Denn die Unterbrechung gem. § 240 ZPO setzt voraus, dass zum Unterbrechungszeitpunkt der Rechtsstreit noch anhängig war (vgl. Greger, in: Zöller, ZPO, 25. Aufl. § 240 Rz. 4).
Die Prozessvollmacht der Klägervertreter ist auch nicht gem. § 117 Abs. 1 InsO erloschen, sondern besteht gem. § 87 Abs. 1 ZPO jedenfalls gegenüber dem Gericht fort, solange sich hier kein anderer Prozessbevollmächtigter bestellt hat. Dem steht die Entscheidung des Brandenburg. OLG vom 29.09.2000 – 7 W 47/00 – (MDR 2001, 471 f. = NJW-RR 2002, 265 f., juris-Rz. 9) nicht entgegen. Denn dort wird die Unanwendbarkeit des § 87 Abs. 1 ZPO und der Vorrang des § 117 Abs. 1 InsO darauf gestützt, dass es des Schutzes des § 87 Abs. 1 ZPO wegen der Unterbrechung des Rechtsstreits gem. § 240 ZPO nicht bedürfe.

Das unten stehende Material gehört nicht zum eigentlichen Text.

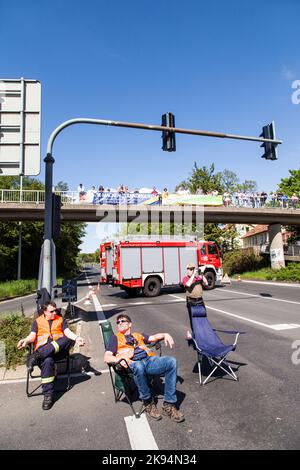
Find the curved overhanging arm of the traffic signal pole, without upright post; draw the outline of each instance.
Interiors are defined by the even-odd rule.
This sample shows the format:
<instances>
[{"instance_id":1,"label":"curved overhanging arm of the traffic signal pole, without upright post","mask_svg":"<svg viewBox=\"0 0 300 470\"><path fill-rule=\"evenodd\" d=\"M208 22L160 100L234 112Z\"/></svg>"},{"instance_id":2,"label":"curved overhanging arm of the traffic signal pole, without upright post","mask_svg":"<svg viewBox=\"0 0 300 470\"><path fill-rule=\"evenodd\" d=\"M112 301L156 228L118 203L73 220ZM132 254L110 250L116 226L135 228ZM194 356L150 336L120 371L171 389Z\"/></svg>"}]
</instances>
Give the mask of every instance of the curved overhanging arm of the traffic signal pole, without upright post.
<instances>
[{"instance_id":1,"label":"curved overhanging arm of the traffic signal pole, without upright post","mask_svg":"<svg viewBox=\"0 0 300 470\"><path fill-rule=\"evenodd\" d=\"M58 126L51 134L48 145L47 153L52 153L52 146L57 135L66 127L69 127L73 124L97 124L100 126L115 126L115 127L127 127L131 129L144 129L148 131L161 131L161 132L175 132L176 134L189 134L189 135L201 135L206 137L217 137L221 139L238 139L238 140L252 140L255 142L271 142L273 144L282 144L282 140L273 140L273 139L264 139L262 137L250 137L245 135L236 135L236 134L224 134L220 132L211 132L211 131L202 131L197 129L182 129L180 127L166 127L166 126L156 126L152 124L140 124L137 122L123 122L123 121L110 121L103 119L90 119L90 118L76 118L70 119L69 121L63 122Z\"/></svg>"}]
</instances>

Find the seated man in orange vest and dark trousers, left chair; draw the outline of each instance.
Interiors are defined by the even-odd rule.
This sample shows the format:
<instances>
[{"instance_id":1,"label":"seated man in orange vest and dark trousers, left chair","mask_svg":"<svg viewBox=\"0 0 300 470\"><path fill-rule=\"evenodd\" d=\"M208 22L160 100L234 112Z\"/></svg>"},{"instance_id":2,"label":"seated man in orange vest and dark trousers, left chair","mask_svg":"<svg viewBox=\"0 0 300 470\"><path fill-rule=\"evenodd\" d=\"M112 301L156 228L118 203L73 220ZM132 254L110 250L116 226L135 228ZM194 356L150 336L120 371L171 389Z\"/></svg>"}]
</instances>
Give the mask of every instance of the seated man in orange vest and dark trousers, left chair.
<instances>
[{"instance_id":1,"label":"seated man in orange vest and dark trousers, left chair","mask_svg":"<svg viewBox=\"0 0 300 470\"><path fill-rule=\"evenodd\" d=\"M27 367L32 372L36 364L40 366L44 395L42 408L49 410L54 402L55 359L63 359L74 343L83 346L85 341L68 328L65 319L57 315L55 302L46 302L41 311L42 314L32 324L31 332L18 342L17 348L34 343L34 353L29 356Z\"/></svg>"}]
</instances>

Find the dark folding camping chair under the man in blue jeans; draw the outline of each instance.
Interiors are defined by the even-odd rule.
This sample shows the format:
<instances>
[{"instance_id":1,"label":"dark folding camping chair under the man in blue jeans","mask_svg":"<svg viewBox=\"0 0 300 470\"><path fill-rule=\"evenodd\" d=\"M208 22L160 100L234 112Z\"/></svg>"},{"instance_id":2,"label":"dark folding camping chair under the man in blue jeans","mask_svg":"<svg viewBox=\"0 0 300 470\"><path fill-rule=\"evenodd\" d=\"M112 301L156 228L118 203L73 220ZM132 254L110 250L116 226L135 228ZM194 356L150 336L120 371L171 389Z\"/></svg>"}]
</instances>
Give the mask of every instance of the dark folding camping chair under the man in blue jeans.
<instances>
[{"instance_id":1,"label":"dark folding camping chair under the man in blue jeans","mask_svg":"<svg viewBox=\"0 0 300 470\"><path fill-rule=\"evenodd\" d=\"M113 334L111 322L109 320L106 320L103 323L101 323L101 329L102 329L102 335L103 335L103 340L104 340L104 346L107 347L109 343L109 339L111 335ZM161 355L161 344L159 341L155 343L147 344L147 347L151 349L152 352L156 352L157 354ZM121 401L122 397L125 396L135 417L140 418L144 407L142 404L139 411L136 411L133 406L133 399L134 399L137 389L136 389L136 384L133 380L132 371L130 367L128 366L127 361L125 359L120 359L116 363L114 362L114 363L108 364L108 367L109 367L109 373L110 373L111 383L112 383L114 397L115 397L115 403L117 403L118 401ZM153 382L154 377L149 376L149 380Z\"/></svg>"}]
</instances>

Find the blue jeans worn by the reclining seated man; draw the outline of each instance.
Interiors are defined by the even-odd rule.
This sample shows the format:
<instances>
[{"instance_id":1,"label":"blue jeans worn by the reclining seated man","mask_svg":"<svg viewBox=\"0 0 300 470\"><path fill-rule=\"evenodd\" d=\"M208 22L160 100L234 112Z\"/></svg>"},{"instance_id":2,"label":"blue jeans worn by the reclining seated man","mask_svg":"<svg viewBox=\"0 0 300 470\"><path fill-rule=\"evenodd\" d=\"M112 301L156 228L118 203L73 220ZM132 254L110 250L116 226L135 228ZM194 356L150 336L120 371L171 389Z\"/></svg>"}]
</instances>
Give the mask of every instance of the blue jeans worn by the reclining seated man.
<instances>
[{"instance_id":1,"label":"blue jeans worn by the reclining seated man","mask_svg":"<svg viewBox=\"0 0 300 470\"><path fill-rule=\"evenodd\" d=\"M149 400L151 391L148 383L148 375L164 375L165 390L164 400L168 403L176 403L177 361L172 356L148 356L140 361L130 364L133 379L139 391L141 400Z\"/></svg>"}]
</instances>

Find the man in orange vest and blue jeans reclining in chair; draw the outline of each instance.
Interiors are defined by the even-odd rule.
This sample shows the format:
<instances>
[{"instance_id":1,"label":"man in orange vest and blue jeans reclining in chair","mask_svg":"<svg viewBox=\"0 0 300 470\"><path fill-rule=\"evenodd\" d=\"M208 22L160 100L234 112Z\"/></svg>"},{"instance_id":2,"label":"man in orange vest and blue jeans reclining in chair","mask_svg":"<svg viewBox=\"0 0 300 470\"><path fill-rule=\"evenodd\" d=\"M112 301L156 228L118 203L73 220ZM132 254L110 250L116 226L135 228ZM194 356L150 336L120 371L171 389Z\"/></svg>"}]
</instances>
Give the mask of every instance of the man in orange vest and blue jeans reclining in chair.
<instances>
[{"instance_id":1,"label":"man in orange vest and blue jeans reclining in chair","mask_svg":"<svg viewBox=\"0 0 300 470\"><path fill-rule=\"evenodd\" d=\"M168 333L157 333L156 335L145 335L131 333L131 319L128 315L120 314L117 317L118 333L112 335L104 354L104 361L116 363L120 359L126 359L133 379L138 388L139 397L143 400L144 409L151 418L161 419L161 414L154 403L148 384L147 375L164 375L165 390L162 413L169 416L172 421L180 423L184 421L184 415L175 406L177 361L175 357L154 356L148 351L147 343L164 340L166 346L172 348L174 341ZM122 361L122 366L127 367Z\"/></svg>"}]
</instances>

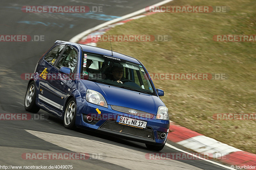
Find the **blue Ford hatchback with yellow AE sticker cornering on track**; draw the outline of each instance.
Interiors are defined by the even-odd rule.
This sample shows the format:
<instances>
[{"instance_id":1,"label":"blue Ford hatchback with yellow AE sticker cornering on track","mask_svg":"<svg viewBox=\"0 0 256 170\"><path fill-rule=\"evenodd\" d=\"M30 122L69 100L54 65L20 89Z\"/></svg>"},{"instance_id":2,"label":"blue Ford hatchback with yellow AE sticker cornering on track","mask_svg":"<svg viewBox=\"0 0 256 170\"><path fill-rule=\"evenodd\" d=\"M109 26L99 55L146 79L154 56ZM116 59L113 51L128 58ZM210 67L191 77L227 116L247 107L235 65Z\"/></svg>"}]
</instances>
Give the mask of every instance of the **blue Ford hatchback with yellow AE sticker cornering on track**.
<instances>
[{"instance_id":1,"label":"blue Ford hatchback with yellow AE sticker cornering on track","mask_svg":"<svg viewBox=\"0 0 256 170\"><path fill-rule=\"evenodd\" d=\"M28 82L25 109L43 109L65 128L96 130L164 148L168 108L143 64L112 50L56 41L37 62Z\"/></svg>"}]
</instances>

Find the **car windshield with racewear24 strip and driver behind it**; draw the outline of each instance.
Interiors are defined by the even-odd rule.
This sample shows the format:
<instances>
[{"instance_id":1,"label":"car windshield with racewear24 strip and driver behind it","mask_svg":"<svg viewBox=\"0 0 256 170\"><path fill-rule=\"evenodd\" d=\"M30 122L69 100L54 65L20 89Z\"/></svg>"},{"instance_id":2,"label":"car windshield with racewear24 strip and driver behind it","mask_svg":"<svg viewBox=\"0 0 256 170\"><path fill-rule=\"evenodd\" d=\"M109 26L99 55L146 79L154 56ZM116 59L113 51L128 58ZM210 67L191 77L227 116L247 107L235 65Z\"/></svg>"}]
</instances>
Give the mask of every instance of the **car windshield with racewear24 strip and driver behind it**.
<instances>
[{"instance_id":1,"label":"car windshield with racewear24 strip and driver behind it","mask_svg":"<svg viewBox=\"0 0 256 170\"><path fill-rule=\"evenodd\" d=\"M156 95L142 65L87 52L82 57L82 79Z\"/></svg>"}]
</instances>

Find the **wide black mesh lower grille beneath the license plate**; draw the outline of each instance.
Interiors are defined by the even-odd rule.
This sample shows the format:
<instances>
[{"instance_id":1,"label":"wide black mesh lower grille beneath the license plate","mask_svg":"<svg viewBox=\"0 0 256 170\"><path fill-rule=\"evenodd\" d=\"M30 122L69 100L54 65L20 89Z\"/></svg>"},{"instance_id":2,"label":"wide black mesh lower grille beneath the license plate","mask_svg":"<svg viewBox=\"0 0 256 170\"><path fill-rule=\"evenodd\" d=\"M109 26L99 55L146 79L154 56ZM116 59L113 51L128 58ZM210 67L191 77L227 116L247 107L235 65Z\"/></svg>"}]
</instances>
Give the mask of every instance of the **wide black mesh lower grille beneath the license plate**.
<instances>
[{"instance_id":1,"label":"wide black mesh lower grille beneath the license plate","mask_svg":"<svg viewBox=\"0 0 256 170\"><path fill-rule=\"evenodd\" d=\"M129 134L137 137L143 137L147 139L154 139L153 132L146 129L132 128L126 125L121 125L113 122L106 122L101 129L107 129L115 132Z\"/></svg>"}]
</instances>

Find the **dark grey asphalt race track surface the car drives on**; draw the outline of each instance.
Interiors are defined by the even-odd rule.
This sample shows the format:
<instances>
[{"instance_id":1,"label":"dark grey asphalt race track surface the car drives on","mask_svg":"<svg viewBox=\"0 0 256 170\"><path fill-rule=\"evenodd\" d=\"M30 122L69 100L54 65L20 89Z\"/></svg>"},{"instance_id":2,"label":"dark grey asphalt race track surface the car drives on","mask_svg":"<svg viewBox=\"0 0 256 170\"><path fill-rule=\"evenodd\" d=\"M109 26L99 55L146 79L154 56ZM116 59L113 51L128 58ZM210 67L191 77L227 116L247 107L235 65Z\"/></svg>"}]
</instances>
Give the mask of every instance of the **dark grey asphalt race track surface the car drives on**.
<instances>
[{"instance_id":1,"label":"dark grey asphalt race track surface the car drives on","mask_svg":"<svg viewBox=\"0 0 256 170\"><path fill-rule=\"evenodd\" d=\"M1 0L1 33L43 36L44 41L0 42L0 113L28 113L24 96L38 59L56 40L68 41L78 33L108 20L140 10L160 0ZM25 13L25 5L102 6L103 13ZM143 61L142 61L143 62ZM37 115L40 114L39 118ZM148 160L145 144L97 134L83 129L65 129L62 121L40 110L36 120L0 121L0 165L72 165L73 169L225 169L204 160ZM39 119L39 120L38 120ZM186 150L172 142L180 149ZM89 153L88 160L26 160L24 153ZM165 146L162 153L178 153ZM98 159L96 159L98 158ZM22 168L23 169L23 168Z\"/></svg>"}]
</instances>

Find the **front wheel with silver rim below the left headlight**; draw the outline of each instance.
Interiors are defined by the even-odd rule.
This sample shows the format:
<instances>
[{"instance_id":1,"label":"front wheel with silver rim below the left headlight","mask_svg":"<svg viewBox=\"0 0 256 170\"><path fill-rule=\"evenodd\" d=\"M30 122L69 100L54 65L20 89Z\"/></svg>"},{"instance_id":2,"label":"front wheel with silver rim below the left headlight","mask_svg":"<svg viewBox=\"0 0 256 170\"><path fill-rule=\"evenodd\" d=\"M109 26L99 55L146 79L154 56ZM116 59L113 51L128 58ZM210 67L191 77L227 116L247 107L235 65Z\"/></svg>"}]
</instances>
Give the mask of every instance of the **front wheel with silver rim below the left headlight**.
<instances>
[{"instance_id":1,"label":"front wheel with silver rim below the left headlight","mask_svg":"<svg viewBox=\"0 0 256 170\"><path fill-rule=\"evenodd\" d=\"M65 113L63 117L64 127L67 129L75 129L76 125L76 102L74 99L68 100L65 107Z\"/></svg>"}]
</instances>

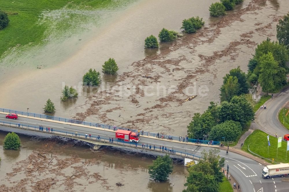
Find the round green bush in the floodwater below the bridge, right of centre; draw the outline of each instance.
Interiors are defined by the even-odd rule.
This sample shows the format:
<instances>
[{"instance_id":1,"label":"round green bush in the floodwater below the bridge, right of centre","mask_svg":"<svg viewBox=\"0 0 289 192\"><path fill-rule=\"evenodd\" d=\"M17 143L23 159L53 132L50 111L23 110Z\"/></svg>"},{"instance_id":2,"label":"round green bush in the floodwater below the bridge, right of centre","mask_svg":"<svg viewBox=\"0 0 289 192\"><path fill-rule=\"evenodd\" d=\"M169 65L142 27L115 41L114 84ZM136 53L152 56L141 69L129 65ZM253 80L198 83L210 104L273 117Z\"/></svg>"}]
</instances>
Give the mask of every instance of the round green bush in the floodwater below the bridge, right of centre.
<instances>
[{"instance_id":1,"label":"round green bush in the floodwater below the bridge, right of centre","mask_svg":"<svg viewBox=\"0 0 289 192\"><path fill-rule=\"evenodd\" d=\"M149 165L149 177L156 181L166 181L173 172L173 160L169 155L158 156L152 165Z\"/></svg>"}]
</instances>

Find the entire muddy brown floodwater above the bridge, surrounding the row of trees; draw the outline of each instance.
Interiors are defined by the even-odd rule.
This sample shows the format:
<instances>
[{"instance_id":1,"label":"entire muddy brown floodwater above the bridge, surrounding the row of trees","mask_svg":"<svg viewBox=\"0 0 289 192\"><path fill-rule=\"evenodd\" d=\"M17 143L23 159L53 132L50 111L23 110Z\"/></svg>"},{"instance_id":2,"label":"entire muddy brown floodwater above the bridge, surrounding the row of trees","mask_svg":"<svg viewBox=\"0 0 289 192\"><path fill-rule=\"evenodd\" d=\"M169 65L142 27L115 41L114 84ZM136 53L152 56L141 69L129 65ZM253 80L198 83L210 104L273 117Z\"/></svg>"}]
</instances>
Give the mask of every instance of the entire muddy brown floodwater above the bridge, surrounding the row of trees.
<instances>
[{"instance_id":1,"label":"entire muddy brown floodwater above the bridge, surrounding the row of trees","mask_svg":"<svg viewBox=\"0 0 289 192\"><path fill-rule=\"evenodd\" d=\"M63 62L5 74L0 106L42 113L50 98L55 116L185 135L193 114L219 101L222 77L237 66L247 71L257 43L266 37L275 40L277 21L289 10L285 0L245 0L227 15L212 18L212 2L140 0L88 34L87 43ZM144 51L145 37L157 36L163 27L180 31L182 20L191 16L205 21L197 33ZM118 76L103 76L100 87L81 86L83 74L90 67L101 71L109 57L119 65ZM61 102L63 84L75 86L79 98ZM198 96L180 103L192 95Z\"/></svg>"}]
</instances>

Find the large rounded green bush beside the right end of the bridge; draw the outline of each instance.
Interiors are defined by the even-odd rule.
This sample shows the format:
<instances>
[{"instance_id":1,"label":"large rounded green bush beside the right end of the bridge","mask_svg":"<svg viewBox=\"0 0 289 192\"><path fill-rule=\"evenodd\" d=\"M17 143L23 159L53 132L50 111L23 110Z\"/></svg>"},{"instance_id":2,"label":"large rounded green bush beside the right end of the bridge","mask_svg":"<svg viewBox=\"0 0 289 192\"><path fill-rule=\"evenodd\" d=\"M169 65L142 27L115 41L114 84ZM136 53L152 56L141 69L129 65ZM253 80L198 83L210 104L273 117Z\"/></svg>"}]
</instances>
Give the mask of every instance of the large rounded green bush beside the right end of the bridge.
<instances>
[{"instance_id":1,"label":"large rounded green bush beside the right end of the bridge","mask_svg":"<svg viewBox=\"0 0 289 192\"><path fill-rule=\"evenodd\" d=\"M218 124L211 129L210 139L214 141L222 141L222 137L225 137L225 141L236 140L242 131L242 126L236 121L225 121Z\"/></svg>"}]
</instances>

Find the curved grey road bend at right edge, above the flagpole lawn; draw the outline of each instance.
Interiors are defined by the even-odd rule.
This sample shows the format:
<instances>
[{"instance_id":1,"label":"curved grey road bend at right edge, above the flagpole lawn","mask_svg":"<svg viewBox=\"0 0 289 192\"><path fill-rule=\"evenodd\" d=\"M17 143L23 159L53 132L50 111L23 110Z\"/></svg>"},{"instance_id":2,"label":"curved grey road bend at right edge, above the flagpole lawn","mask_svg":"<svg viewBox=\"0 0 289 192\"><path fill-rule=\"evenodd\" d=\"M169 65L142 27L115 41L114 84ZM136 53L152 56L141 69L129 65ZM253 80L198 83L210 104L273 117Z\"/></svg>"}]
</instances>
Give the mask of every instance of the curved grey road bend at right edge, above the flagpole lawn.
<instances>
[{"instance_id":1,"label":"curved grey road bend at right edge, above the flagpole lawn","mask_svg":"<svg viewBox=\"0 0 289 192\"><path fill-rule=\"evenodd\" d=\"M289 88L282 91L276 98L270 99L266 105L267 109L259 111L255 122L257 128L266 133L278 137L283 137L289 131L285 129L278 121L278 112L282 106L289 100Z\"/></svg>"}]
</instances>

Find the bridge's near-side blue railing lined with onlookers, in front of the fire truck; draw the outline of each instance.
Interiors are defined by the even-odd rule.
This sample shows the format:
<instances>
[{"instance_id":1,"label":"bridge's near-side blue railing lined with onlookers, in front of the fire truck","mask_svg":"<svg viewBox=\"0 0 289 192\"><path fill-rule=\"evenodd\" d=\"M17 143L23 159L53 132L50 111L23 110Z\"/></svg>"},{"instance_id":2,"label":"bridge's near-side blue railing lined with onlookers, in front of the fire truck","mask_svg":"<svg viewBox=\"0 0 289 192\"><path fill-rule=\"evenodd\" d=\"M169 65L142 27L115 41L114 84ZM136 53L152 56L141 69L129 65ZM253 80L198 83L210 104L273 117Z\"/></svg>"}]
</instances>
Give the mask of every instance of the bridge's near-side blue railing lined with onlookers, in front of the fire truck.
<instances>
[{"instance_id":1,"label":"bridge's near-side blue railing lined with onlookers, in front of the fire truck","mask_svg":"<svg viewBox=\"0 0 289 192\"><path fill-rule=\"evenodd\" d=\"M73 132L69 132L69 131L60 131L57 129L48 129L48 128L46 129L46 127L43 127L43 131L42 131L42 129L40 129L40 127L31 126L31 125L24 125L24 124L20 124L20 123L0 121L0 124L1 125L8 125L10 127L17 127L17 128L22 128L22 129L39 131L39 132L58 134L58 135L63 135L64 137L65 136L73 137L75 139L82 138L82 139L90 140L90 141L97 141L97 142L103 142L103 143L114 143L114 144L121 145L121 146L140 147L142 149L161 151L164 153L175 154L175 155L179 155L182 157L189 157L189 158L197 159L197 160L201 159L201 157L199 157L197 155L193 155L193 154L186 153L183 151L169 150L169 149L165 150L165 148L162 148L162 146L151 146L151 145L143 145L143 144L139 144L139 143L125 142L125 141L117 140L115 138L112 140L112 138L98 137L95 135L84 135L84 134L73 133Z\"/></svg>"}]
</instances>

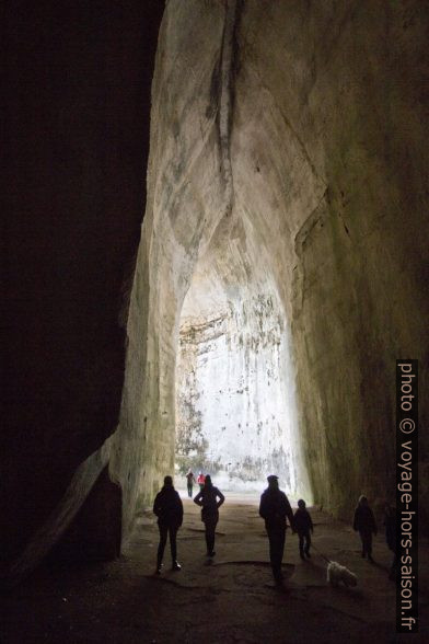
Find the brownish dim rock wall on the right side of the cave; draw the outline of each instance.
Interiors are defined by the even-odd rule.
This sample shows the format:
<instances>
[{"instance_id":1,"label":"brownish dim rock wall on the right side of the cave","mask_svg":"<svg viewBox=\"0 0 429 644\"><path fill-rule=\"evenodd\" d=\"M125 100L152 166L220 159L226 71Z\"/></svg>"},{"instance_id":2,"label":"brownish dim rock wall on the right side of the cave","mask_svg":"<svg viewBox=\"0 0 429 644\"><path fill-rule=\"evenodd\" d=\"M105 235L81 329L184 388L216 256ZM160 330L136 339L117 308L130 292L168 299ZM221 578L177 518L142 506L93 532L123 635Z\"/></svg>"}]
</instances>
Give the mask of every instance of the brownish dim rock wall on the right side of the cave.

Der vorliegende Fall zeigt aber gerade, dass eine Unterbrechung gem. § 240 ZPO gerade nicht eingetreten ist und die – inzwischen insolvente – Klägerin für den – auch kostenmäßigen – Abschluss des bereits nicht mehr anhängigen Rechtsstreits verfahrenstechnisch der Absicherung ihrer Vertretungsinteressen durch § 87 Abs. 1 ZPO bedarf.